We’ve been invited each year since Matthew died, and this is the first year, I guess, that Mark is expecting me to go, figuring it is important for him to show up and that we have Joel now, so I should be able to better cope. This might be true on some level, but Mark apparently missed the memo that I’m trying to hide this pregnancy, so I guess I’ll have to wear a tent, but Jesus, we might was well just attend his office Christmas party (which I made him attend alone last year).
A few weeks ago we were eating at a local café outside when a lady looked at Joel and was like, “How old is he?” I answered, “13 months,” and she was like, “Oh – you’re going to have your hands full!” “Huh?” I looked at her quizzically, mostly because I didn’t hear her.
This had her shaking in her booties, because I guess she was referring to my pregnancy and I was acting like I didn’t know what she was talking about, so she thought maybe she’d been incorrect and that I just had a beer gut. But then I reassured her through gritted teeth, and she was like, “Oh good! I’ve only been wrong like three times in my life when asking strangers if they’re pregnant!” ONLY three times? Lady, this may be your sign to keep your damn mouth shut.
So Joel is TALL, which is NOT surprising in any way because Mark and I are tall. He is basically the size of the average two year old and maybe some three year olds and the scrawniest of four year olds. He doesn’t talk yet, maybe says a few things that sound like words. Maybe. Which is fine…
But everyone (people at the park, grocery store, etc.) looks at him and literally asks me, “Oh so he only talks at home? Why won’t he talk to me?” And they look hugely disappointed in him, which fucks with my mind because I’m constantly just wanting all to be well with Joel. And then I’m like, “Well he doesn’t talk much – he’s like just over one.” And they’re like, “Ohhhhhh – that makes sense.

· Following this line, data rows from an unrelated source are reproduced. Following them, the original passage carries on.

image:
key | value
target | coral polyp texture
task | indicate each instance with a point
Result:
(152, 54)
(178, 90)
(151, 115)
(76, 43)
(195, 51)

I thought he was three!” But like, even if he were three, these people are pretty annoying and inappropriate, and I don’t really like them.
The other day I met my dear friend Michelle for coffee at Starbucks. I was running late, wet hair, driving my beater car, and it was humid, and I didn’t know how to turn on the air conditioner, and I was pissed because I didn’t have Nav in my car so I had to use my cell phone’s Nav, and I’m technologically incompetent, so I peeled into the parking lot and saw her sitting outside, and decided I would excitedly greet her, so I mustered up allllll the energy (because this friend honestly deserves all the enthusiastic greetings and more) like, “Heyyyyy girl!!!” And this woman turned around, and it wasn’t my friend Michelle. It was someone else, and she looked at me all judgmentally like I was such an idiot.
So this is what I get when I try to be normal and friendly and enthusiastic, so I concluded it really isn’t worth it.